Lastly we have Ol’ Ironsidez, because remember I started putting this army together back in early 9th when Mek Gunz were a thing. It’s named not for the Raymond Burr detective tv show that you’ve probably never heard of but for the USS Constitution, a wooden frigate from the War of 1812 that got its nickname when a British ship utterly flubbed its Wound roll. I tried to give the model a wood grain effect; whether I succeeded or not is left as an exercise for the reader. 

An Ork mekkannon
Ol’ Ironsidez and its utterly useless grots. Credit: head58

DREW: References that no one under 70 gets and too much effort for a joke that doesn’t land. Nothing has ever been more Battle Bros battle brand. 

CHRIS: Somehow I refrained from making a “Joe Green in the WBZ traffic copter” reference in here. 
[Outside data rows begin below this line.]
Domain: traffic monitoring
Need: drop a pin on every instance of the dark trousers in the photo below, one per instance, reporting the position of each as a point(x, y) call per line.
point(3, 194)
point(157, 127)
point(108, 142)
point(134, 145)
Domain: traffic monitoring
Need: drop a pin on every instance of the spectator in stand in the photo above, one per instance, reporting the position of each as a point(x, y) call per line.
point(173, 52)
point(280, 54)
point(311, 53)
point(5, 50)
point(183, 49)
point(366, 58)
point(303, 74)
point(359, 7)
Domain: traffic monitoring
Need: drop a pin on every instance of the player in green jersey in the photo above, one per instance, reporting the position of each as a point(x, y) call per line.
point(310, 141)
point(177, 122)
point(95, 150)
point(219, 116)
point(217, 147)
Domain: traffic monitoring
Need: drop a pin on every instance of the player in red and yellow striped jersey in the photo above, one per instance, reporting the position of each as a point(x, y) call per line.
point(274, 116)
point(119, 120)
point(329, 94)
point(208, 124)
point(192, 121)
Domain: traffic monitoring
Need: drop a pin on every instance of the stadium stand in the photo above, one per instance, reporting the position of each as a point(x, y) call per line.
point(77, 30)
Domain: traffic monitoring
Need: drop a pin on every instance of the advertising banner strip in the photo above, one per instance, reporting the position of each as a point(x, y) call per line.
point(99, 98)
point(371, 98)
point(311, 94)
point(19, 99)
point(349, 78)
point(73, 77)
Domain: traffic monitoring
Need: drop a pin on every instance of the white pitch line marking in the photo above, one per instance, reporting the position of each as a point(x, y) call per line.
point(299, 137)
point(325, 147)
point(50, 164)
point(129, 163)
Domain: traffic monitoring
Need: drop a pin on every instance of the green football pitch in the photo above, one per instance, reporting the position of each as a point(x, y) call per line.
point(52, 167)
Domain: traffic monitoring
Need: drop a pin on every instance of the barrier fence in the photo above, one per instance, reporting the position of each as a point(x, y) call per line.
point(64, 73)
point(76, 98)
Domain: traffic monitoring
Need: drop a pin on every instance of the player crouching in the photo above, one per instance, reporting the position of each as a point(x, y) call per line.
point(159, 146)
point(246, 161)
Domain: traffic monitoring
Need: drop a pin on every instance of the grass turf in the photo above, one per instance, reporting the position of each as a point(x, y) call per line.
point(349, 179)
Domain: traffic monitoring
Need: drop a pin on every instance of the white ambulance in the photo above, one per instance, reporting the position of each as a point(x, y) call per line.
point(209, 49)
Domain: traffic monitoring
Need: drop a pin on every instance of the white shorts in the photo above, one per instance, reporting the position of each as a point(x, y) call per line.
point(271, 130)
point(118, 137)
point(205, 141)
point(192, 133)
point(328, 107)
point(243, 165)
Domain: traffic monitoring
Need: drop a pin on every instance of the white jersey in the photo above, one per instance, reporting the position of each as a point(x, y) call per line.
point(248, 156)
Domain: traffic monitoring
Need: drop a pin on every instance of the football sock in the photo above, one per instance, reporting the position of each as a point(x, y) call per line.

So that’s the whole thing. It comes out to 1535 points in 10th edition by my count. I had some ideas on other things to add to get to 2000 points but never got there. I wanted to make some Deff Dreads with big Pilgrim hats. I had a Big Mek with Kustom Force Field and a Big Mek with Shokk Attack Gun that I had planned to call “Klik and Klak” for Tom and Ray Magliozzi, the beloved long time hosts of the NPR show Car Talk which did more than anything else to spread the Boston accent far and wide. But most of all I wanted to get a scale model of a World War II DUKW amphibious truck, the base for Duck Boats that schlep tourists around the city. 

But just because I didn’t see those dreams come to fruition doesn’t mean that YOU can’t, dear reader, if you throw piles of cash at this army at the GHO US 2023 silent auction. Bid early, bid often. Maybe I’ll even throw in a Channel 2 tote bag!

*The Battle Bros column has not, and never should, win any awards of any kind.